Je ne saurais même plus me rappeler exactement comment j’ai découvert et sélectionné le livre pour la Suède, tant il s’est imposé de lui-même. Très certainement j’en ai vu la couverture, lu le résumé, et c’est comme ça que j’ai su que c’était lui que je voulais lire et pas un autre : j’ai dû attendre un peu pour ça d’avoir réduit ma pile à lire un livre | un jour, mais une fois cela fait j’ai pu me plonger dans Daisy Sisters, de Henning MANKELL. Et alors là, je ne regrette absolument pas mon choix.
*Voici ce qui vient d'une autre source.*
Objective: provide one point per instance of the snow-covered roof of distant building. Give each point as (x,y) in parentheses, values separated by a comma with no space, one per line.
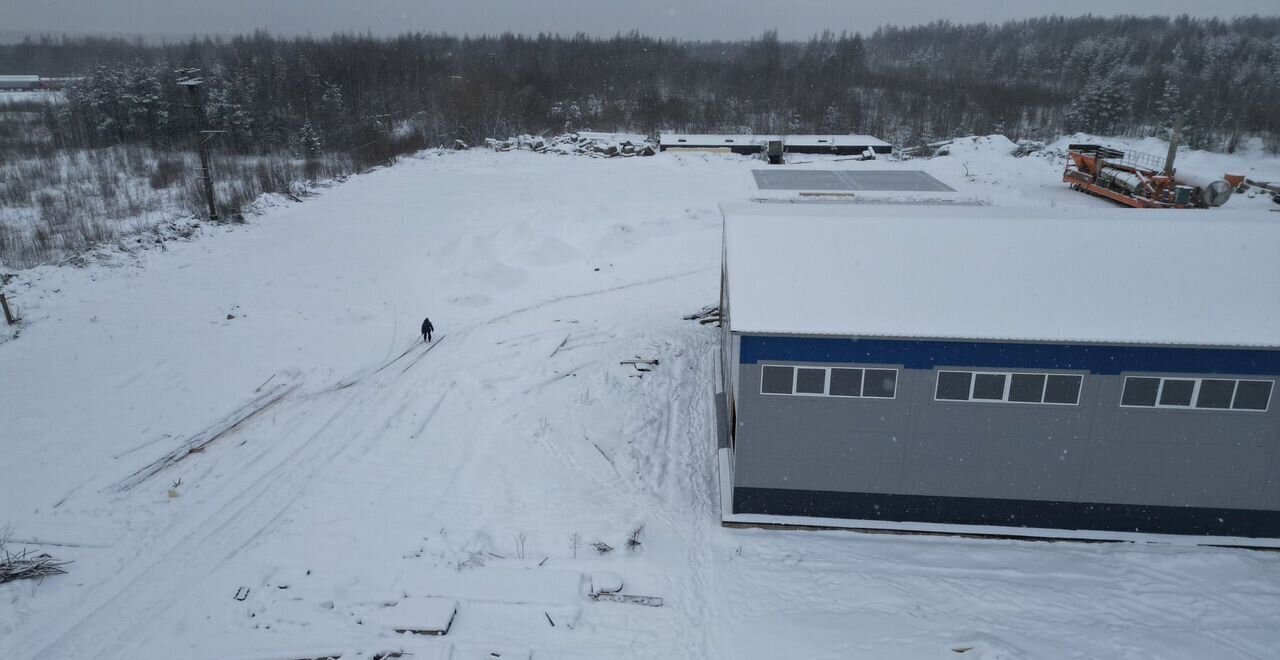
(703,140)
(1189,278)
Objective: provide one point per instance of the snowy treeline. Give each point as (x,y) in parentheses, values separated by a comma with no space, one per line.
(1028,78)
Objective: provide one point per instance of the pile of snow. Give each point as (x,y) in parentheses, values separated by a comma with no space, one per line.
(585,143)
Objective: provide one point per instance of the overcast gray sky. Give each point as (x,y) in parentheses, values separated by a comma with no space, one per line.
(667,18)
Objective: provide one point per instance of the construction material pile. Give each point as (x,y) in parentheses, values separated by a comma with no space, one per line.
(583,143)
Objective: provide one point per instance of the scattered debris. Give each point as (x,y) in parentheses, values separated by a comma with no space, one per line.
(606,582)
(202,440)
(26,564)
(585,143)
(649,601)
(419,615)
(634,540)
(707,315)
(639,363)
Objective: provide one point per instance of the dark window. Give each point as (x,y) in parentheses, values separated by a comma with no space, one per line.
(954,385)
(1027,388)
(776,380)
(1063,389)
(1215,394)
(846,383)
(880,383)
(810,380)
(988,386)
(1252,395)
(1139,392)
(1176,392)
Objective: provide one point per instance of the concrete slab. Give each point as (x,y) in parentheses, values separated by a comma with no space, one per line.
(855,180)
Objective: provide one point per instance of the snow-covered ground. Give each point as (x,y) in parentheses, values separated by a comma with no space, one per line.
(251,415)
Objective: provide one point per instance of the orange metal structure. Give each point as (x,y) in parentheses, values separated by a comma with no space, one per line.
(1127,177)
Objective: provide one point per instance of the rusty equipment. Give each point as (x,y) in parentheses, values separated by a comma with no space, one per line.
(1139,179)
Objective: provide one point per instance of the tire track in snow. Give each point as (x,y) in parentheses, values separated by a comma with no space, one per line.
(261,494)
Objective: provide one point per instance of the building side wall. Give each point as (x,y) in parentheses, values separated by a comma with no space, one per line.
(1095,452)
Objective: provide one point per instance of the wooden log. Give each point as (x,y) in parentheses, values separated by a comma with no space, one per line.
(8,315)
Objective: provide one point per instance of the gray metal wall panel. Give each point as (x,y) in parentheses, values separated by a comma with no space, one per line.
(1093,452)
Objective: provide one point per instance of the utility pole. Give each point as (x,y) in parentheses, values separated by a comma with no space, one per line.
(1173,145)
(191,79)
(385,120)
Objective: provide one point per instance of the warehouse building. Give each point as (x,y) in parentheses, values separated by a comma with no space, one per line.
(1023,371)
(753,145)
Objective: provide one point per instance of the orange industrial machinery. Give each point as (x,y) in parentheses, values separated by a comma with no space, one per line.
(1139,179)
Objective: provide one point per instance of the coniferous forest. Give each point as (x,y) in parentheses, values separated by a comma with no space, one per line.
(1028,79)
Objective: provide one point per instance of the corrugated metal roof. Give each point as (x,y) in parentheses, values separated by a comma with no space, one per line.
(703,140)
(1183,278)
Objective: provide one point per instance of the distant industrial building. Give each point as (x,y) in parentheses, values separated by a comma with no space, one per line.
(1023,371)
(753,145)
(12,83)
(26,83)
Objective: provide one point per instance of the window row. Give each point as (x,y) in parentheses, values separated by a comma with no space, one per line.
(1060,389)
(1146,392)
(1055,389)
(828,381)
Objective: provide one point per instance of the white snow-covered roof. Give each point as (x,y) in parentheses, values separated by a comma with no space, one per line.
(1183,276)
(675,140)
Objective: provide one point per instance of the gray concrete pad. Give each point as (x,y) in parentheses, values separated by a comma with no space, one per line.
(854,180)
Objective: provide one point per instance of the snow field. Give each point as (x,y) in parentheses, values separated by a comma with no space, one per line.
(394,472)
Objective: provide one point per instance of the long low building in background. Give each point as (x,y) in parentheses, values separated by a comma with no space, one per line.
(750,143)
(1023,371)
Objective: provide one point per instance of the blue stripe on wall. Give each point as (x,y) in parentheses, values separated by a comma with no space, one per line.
(926,354)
Ce livre a été une lecture bouleversante : un roman que j’ai dévoré en un rien de temps malgré ses 500 pages (j’ai même trimballé ce pavé partout dans mon sac, si c’est pas de l’engouement pour un livre ça !).
[Été 1941, en Suède. Deux amies, Elna et Vivi, dix-sept ans, de condition modeste, s’offrent une escapade à bicyclette à travers la Suède en longeant la frontière de la Norvège occupée par les nazis. L’aventure, d’abord idyllique – l’été de toutes les joies, de tous les espoirs -, est de courte durée : Elna, violée, revient chez elle enceinte d’une petite fille qu’elle appellera Eivor. 1960. Eivor, dix-huit ans, en révolte contre sa mère, veut devenir une femme libre. Elle s’enfuit du village avec un jeune délinquant. Que lui réserve l’avenir ? Réalisera-t-elle son rêve d’indépendance et de liberté, et à quel prix ? En s’attachant aux destins d’une mère et de sa fille (…), Mankell brosse le portrait de ces générations de femmes (épouses, mères, ouvrières) qui ont dû lutter avec leurs propres désirs et renoncements pour exister et se faire une place au coeur d’une société où s’élaborait le modèle suédois.]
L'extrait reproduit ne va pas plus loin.